Once the meeting was confirmed, MI5 coordinated with Slovak police. The Slovaks agreed to assist and carry out arrests on their own soil.
On 5 July 2001, the three men arrived in Piešťany and met the undercover agents in a quiet Arabic restaurant. They presented a list – firearms, detonators, Semtex – scribbled on a napkin. One of the agents casually folded it into his pocket. That was all they needed.

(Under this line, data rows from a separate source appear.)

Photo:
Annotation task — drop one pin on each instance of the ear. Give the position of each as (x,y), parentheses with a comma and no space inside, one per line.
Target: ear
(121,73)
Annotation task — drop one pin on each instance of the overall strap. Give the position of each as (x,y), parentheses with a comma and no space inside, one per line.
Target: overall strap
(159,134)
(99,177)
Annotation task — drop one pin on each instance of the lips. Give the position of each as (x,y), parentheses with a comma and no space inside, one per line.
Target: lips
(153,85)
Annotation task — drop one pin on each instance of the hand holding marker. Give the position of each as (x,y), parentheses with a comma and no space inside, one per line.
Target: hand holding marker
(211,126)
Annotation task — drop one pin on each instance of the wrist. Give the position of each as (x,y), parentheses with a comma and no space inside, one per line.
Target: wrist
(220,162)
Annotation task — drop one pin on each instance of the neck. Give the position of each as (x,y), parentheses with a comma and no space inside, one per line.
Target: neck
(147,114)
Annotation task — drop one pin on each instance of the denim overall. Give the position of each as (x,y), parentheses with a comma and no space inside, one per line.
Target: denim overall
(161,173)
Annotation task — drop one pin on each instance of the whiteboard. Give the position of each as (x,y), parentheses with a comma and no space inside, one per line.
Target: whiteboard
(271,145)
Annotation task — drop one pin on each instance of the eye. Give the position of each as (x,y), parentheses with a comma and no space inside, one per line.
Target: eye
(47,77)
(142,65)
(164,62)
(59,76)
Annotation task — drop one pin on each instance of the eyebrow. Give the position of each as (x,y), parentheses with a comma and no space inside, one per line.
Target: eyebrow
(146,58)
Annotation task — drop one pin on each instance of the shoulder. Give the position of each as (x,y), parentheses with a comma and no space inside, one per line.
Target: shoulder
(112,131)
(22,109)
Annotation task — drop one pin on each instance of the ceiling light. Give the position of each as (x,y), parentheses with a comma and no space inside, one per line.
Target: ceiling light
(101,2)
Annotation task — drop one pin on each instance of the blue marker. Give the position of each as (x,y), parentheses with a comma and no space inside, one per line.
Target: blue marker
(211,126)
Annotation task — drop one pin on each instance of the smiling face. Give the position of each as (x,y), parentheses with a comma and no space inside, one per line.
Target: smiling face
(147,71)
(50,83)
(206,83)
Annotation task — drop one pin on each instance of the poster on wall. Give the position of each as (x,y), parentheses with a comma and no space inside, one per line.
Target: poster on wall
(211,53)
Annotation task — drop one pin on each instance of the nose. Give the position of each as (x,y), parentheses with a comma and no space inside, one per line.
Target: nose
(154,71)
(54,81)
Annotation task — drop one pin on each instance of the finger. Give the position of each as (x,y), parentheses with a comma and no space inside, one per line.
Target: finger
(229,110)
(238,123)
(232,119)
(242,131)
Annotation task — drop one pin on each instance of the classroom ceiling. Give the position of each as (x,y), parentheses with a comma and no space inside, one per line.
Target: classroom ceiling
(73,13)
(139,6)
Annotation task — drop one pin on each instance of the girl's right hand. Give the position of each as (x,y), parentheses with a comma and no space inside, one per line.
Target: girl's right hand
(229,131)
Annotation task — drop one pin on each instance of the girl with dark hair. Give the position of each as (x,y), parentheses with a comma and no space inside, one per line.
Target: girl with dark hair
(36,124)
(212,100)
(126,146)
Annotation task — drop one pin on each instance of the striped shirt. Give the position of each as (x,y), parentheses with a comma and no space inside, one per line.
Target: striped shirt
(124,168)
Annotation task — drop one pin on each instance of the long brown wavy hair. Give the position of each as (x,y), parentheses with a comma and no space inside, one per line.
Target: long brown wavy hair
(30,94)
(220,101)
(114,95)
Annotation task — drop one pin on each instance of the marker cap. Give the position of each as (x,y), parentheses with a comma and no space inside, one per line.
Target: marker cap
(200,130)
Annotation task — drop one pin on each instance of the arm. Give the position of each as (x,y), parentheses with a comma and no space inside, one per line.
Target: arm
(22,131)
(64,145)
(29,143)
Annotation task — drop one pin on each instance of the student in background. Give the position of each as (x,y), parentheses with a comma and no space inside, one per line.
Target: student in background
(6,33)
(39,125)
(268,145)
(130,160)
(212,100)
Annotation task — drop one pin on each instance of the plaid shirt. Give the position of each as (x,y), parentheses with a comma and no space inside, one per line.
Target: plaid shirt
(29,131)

As the Irishmen left the restaurant, their van was forced to a stop by police. Slovak officers swiftly arrested the trio. “It was just like you see in films,” said Jaroslav Paľov, then head of Interpol’s Slovak branch. The press later dubbed them The Slovak Three. All three were sentenced to 30 years in prison, though they ended up serving 12.
In a bizarre twist of fate, the same day saw Piešťany’s spas cancel a planned visit by football legend Diego Maradona. The 5th of July 2001 was a busy day for the town.
Since then, most armed groups in Ireland appear to have lost their appetite for violence. In a world where frozen conflicts are starting to thaw – Armenia and Azerbaijan, Russia and Ukraine, India and Pakistan – we can be thankful that the war between Catholic and Protestant armed groups in Ireland remains on ice.
So, the message for any Irish holidaymakers heading to Piešťany – come for the thermal baths, the cheap beer, and the water adventures. Just remember: every quiet town has its stories. Piešťany’s are more dramatic than most. And they’re not all found in travel brochures.